开发者 https://www.devze.com 2022-12-23 00:38 出处:网络
In xcode you can use po objectto see a textual representation of a given object.Is it possible toconvert from this textual representation to a real objecti开发者_JS百科ve c object?

In xcode you can use po object to see a textual representation of a given object. Is it possible to convert from this textual representation to a real objecti开发者_JS百科ve c object?

Thanks


I suppose you could parse out the address, assign it to a pointer, and retrieve the object from memory that way, but that IS A HORRIBLY BAD IDEA AND YOU SHOULD NEVER DO THAT.

Real question: what are you trying to do?

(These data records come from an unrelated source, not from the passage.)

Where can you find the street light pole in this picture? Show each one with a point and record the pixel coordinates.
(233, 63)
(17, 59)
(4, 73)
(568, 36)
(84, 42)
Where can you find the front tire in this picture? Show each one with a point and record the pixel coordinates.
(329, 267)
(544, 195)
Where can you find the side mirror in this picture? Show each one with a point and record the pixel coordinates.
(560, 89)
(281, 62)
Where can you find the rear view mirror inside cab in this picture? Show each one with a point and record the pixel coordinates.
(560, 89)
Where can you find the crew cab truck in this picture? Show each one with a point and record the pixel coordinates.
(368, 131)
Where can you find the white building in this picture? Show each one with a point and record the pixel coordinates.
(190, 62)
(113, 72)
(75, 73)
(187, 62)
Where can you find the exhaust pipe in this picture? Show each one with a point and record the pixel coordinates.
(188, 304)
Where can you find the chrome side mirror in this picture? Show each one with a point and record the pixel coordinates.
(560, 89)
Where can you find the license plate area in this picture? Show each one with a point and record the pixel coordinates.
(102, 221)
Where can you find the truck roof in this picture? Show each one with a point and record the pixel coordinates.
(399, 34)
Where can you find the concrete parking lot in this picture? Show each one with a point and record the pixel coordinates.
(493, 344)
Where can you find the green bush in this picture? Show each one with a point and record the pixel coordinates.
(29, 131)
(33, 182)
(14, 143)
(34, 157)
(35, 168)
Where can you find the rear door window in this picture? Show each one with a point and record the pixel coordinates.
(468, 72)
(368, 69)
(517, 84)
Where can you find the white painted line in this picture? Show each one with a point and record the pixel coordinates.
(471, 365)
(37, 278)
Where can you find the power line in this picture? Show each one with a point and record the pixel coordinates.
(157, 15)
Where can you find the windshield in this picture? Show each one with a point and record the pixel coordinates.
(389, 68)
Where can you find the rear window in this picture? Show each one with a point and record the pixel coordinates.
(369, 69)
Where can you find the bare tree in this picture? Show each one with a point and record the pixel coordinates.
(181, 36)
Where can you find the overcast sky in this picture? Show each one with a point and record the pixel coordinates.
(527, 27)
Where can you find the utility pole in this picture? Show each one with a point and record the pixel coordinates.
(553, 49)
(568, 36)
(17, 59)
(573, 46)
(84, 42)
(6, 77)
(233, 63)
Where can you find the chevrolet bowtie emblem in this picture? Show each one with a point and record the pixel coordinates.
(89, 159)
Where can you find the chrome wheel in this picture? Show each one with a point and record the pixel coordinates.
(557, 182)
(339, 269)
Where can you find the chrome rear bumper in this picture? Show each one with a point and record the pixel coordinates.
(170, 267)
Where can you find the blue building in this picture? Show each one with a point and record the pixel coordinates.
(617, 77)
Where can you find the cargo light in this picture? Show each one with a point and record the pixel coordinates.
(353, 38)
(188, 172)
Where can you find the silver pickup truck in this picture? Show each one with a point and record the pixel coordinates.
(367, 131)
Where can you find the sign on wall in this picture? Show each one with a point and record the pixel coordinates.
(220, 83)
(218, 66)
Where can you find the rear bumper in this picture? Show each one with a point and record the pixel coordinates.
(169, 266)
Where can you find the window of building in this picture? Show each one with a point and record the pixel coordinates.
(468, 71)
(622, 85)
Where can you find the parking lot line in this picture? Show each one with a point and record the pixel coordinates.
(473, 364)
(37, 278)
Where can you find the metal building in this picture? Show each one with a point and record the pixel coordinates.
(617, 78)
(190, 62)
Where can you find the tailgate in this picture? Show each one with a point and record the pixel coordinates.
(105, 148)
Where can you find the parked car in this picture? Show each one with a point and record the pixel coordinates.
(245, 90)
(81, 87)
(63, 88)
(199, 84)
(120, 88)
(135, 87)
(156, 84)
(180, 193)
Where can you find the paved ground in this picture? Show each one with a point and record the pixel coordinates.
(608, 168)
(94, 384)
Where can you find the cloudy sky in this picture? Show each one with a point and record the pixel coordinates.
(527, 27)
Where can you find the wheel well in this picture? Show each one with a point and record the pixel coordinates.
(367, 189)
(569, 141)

I have a project that may inspire you, its on GitHub and its called NDJSON. Basically it uses runtime introspection to get properties an object has and set those properties using a json key of the same value. You could do something like that but get the property values instead of set. To help in situation where the type can not be determined like the type of objects to go in a collection or to map a json key to differently named property I have defined an informal protocol that has some methods that return dictionary mapping json key to property names or class to use for property name, there are also method to return a list of json keys to ignore or alternatively the only keys to accept. If you look at my code on git hub there is a class called NDJSONDeserializer which contains this logic. There is a function called getTypeNameFromPropertyAttributes() which parses out the string result of Apples runtime method property_getAttributes() which you will want to look at.


No, the representation you see from po <instance> is the result of -[<instance> debugDescription], which by default returns -[<instance> description], as described in http://developer.apple.com/mac/library/technotes/tn2004/tn2124.html.

Unless the instance you're dealing with just happens to provide a description which is a serialized form of itself, you're SOL. Most objects don't.

The real question, as Dave points out is, what are you trying to do? po only works in the gdb console, so I assume this is a debugging issue. In that case, do you know that the gdb console supports sending messages to instances? So you can do:

po [<myInstance> methodReturningAnOtherObject]

or

po [<myInstance> valueForKeyPath:@"some.long.key.path"]

to follow the object graph from within the debugger console.